Stock is a term interchangeably used with share or equity, but it is a portion of a company or business in exchange for which companies raise funds to run.

The stocks of a company are usually traded/exchanged for money at a stock exchange where the company is listed, or the companies or businesses raise money for the first time by offering stocks by issuing an IPO (Initial Public Offering).

In finance, a stock represents a share in the ownership of a company and constitutes a claim on the part of the company’s assets and earnings. There are two main types of stock: common stock and preferred stock.

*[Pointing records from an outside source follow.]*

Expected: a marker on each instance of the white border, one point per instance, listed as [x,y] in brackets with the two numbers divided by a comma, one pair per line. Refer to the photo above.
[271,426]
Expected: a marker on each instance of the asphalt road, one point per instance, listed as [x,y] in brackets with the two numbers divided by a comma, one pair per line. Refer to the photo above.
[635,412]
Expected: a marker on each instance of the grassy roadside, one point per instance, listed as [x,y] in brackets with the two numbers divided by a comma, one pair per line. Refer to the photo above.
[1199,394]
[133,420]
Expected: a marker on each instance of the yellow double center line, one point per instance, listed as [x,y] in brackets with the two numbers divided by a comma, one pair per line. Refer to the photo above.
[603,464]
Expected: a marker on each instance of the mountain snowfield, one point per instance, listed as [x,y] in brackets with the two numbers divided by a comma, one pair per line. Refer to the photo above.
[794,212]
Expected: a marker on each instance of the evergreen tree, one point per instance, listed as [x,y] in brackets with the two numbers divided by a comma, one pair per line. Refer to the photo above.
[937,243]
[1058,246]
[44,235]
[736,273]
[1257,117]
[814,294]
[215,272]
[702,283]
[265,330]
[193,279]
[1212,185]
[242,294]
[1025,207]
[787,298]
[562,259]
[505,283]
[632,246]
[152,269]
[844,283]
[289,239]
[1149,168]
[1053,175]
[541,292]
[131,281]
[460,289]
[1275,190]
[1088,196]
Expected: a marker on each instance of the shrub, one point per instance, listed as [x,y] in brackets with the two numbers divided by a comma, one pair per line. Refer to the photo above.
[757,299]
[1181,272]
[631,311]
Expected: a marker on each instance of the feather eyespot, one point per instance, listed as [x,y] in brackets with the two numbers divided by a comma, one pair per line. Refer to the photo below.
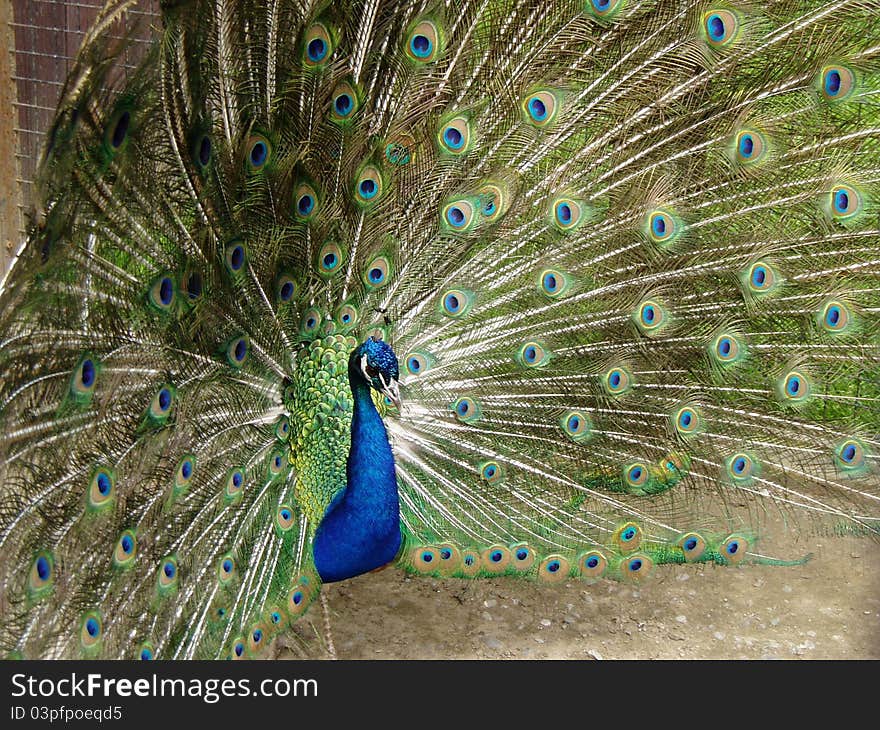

Common stock represents ownership in a company and provides the holder with voting rights and the potential to receive dividends. Shareholders of common stock are also known as equity holders. The value of a common stock is determined by the overall financial performance of the company and the general economic conditions.

Preferred stock is a type of stock that has a higher claim on assets and earnings than common stock but typically has no voting rights. Preferred stockholders are paid dividends before common stockholders and in the event of a liquidation, preferred stockholders will be paid before common stockholders. The value of the preferred stock is usually more stable than common stock and is generally considered less risky.

When a company wants to raise money, it can issue stock to the public in an initial public offering (IPO). After the IPO, the stock can be traded on a stock exchange, such as the NYSE or NASDAQ, BSE, or NSE. The price of the stock fluctuates based on supply and demand and is influenced by a variety of factors such as the company's financial performance, industry trends, and overall economic conditions.

Buying stocks is a way of investing in a company with the hope that the value of the stock will increase over time, and the investors can sell the stock at a higher price than they bought it for, resulting in a capital gain.